Many of the companies who want a share of that federal spending must comply with a batch of requirements that force industries to make their products in the United States, a move welcomed by labor unions but opposed by trading allies such as the European Union and Mexico.
U.S. manufacturing jobs hit 12.98 million in each of the first three months of this year, the most since 2008, according to the U.S. Bureau of Labor Statistics.
Biden returned the United States to the Paris climate accord which Trump pulled out of, and set a goal of reducing U.S. greenhouse gas emissions 50-52 percent by 2030 compared to 2005 levels.
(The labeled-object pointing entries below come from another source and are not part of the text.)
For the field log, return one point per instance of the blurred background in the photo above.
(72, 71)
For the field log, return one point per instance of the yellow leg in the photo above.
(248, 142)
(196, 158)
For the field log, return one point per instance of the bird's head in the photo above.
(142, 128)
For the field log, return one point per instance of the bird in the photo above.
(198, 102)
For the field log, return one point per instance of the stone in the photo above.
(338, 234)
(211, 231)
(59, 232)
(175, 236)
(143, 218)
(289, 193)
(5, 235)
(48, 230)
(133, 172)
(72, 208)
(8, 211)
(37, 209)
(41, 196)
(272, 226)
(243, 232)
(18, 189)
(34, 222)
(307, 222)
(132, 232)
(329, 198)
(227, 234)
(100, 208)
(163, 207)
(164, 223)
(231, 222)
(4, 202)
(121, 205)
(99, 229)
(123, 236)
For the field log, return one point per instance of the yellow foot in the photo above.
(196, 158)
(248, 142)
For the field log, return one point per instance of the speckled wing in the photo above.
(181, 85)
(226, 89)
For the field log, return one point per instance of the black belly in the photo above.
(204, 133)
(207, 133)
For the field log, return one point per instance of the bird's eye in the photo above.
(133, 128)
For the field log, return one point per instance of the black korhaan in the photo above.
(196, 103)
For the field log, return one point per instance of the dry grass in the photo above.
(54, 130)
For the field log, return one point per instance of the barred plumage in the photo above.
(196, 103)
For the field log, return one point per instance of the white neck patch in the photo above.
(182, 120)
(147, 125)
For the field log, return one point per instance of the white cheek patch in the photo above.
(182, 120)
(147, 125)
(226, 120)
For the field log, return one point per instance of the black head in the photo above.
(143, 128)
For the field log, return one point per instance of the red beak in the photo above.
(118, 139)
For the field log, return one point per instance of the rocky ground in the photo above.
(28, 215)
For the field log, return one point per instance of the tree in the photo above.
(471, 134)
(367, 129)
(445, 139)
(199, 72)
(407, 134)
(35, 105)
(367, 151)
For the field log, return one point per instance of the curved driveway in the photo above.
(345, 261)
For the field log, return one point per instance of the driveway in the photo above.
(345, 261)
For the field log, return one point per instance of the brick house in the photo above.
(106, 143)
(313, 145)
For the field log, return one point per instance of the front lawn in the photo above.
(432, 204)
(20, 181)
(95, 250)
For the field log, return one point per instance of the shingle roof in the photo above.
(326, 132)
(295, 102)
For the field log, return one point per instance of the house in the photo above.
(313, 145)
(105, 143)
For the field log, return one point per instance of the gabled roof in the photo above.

The president's signature Inflation Reduction Act has been called the biggest investment in climate change mitigation in history, with billions of dollars in incentives to boost renewable energy and carbon-reduction measures.
However, his administration approved oil and gas projects on federal land, notably the decision to approve the Willow project in Alaska's North Slope, which environmentalists groups argue undercut the progress that has been made on his other achievements.
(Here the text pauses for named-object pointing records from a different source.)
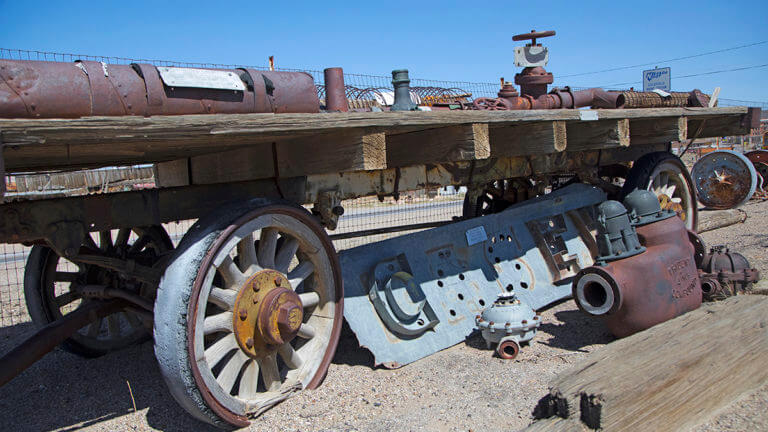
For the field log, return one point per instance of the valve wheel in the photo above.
(53, 287)
(666, 176)
(508, 349)
(248, 312)
(491, 104)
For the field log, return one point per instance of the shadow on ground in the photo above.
(574, 331)
(63, 391)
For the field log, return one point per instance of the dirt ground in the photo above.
(462, 388)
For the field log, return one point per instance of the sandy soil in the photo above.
(461, 388)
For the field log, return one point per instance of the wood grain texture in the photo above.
(446, 144)
(655, 131)
(34, 144)
(673, 376)
(528, 138)
(172, 173)
(248, 163)
(598, 134)
(345, 151)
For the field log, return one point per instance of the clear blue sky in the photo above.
(443, 40)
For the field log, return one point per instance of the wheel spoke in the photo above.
(309, 299)
(270, 373)
(300, 273)
(94, 328)
(232, 275)
(246, 253)
(228, 376)
(90, 243)
(139, 244)
(285, 254)
(132, 319)
(250, 381)
(218, 323)
(219, 349)
(123, 235)
(66, 298)
(290, 356)
(65, 276)
(223, 298)
(113, 325)
(306, 331)
(267, 246)
(105, 240)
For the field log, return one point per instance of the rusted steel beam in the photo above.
(49, 337)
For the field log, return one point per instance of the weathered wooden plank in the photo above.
(673, 376)
(655, 131)
(172, 173)
(248, 163)
(598, 134)
(717, 127)
(350, 150)
(447, 144)
(528, 138)
(99, 141)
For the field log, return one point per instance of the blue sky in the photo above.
(462, 41)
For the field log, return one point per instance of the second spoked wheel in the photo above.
(248, 312)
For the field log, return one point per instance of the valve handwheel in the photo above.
(533, 35)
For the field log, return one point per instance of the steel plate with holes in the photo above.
(201, 78)
(724, 179)
(411, 296)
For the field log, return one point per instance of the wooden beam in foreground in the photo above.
(673, 376)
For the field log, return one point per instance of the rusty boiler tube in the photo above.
(335, 95)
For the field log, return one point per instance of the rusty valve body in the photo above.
(43, 89)
(633, 289)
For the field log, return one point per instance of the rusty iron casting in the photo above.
(267, 314)
(724, 274)
(724, 179)
(335, 91)
(632, 292)
(49, 337)
(42, 89)
(759, 159)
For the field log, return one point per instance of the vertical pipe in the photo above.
(335, 97)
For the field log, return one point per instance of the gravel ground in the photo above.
(460, 388)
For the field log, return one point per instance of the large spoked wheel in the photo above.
(665, 175)
(53, 287)
(248, 311)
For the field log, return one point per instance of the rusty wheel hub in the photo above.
(267, 313)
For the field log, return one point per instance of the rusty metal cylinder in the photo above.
(635, 293)
(335, 95)
(42, 89)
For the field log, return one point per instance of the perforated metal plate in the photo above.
(411, 296)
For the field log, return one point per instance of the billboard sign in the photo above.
(659, 78)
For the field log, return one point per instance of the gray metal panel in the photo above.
(534, 248)
(201, 78)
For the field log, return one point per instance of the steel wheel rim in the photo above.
(669, 184)
(239, 383)
(116, 330)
Unable to secure voting, policing and criminal justice reforms in a Congress his Democratic Party narrowly controlled for two years despite fiery speeches, Biden has pursued smaller steps using executive authority.
Bipartisan talks on policing reform failed despite the waves of anger and protest unleashed by the 2020 murder of George Floyd. Biden signed executive orders pushing federal agencies to use racial justice criteria when considering policies related to housing, the environment, infrastructure and a variety of other areas.
His administration has boosted funding to historically Black colleges, and Black unemployment levels hover around record lows. Biden also dismissed the sentences of thousands of people with federal offenses for simple marijuana possession, a disproportionately non-white group.
Biden has also installed a diverse Cabinet and senior leadership team.
Biden promised to reverse Trump's hardline immigration policies. But after taking office in 2021, he struggled operationally and politically with record numbers of migrants caught crossing the U.S.-Mexico border illegally, a challenge that derailed some reform efforts.
The decision in January to block more migrants at the border while opening new limited, legal pathways to immigrants broke a promise to restore access to asylum, but has not shielded him from Republican criticism on the issue.
And a move to expand COVID-19 border restrictions implemented under Trump was lambasted by some fellow Democrats and former officials.
The Biden administration also has faced scrutiny over its handling of record numbers of unaccompanied children crossing the U.S.-Mexico border illegally.
In February, the administration said it would crack down on child labor amid a steep rise in violations and investigative reports by Reuters and others on illegal employment of migrant minors in dangerous U.S. industries.
Biden took office in the harrowing days after the Jan. 6 attack on the US Capitol by Trump supporters, and his positive early polling reflected Americans' desire for stability.
During the chaotic Afghanistan withdrawal, his approval rating slipped below 50%, however, and it has not recovered. In recent months, it has hovered around 40 percent.
In a hypothetical one-on-one contest, the latest Reuters polls show Biden leads Trump 43% to 38% among registered voters, just outside the poll's 4 percentage point credibility interval for registered voters.
In another hypothetical two-person match up, Florida Gov. Ron DeSantis, a Republican, trailed further behind, with 34% to Biden's 43%.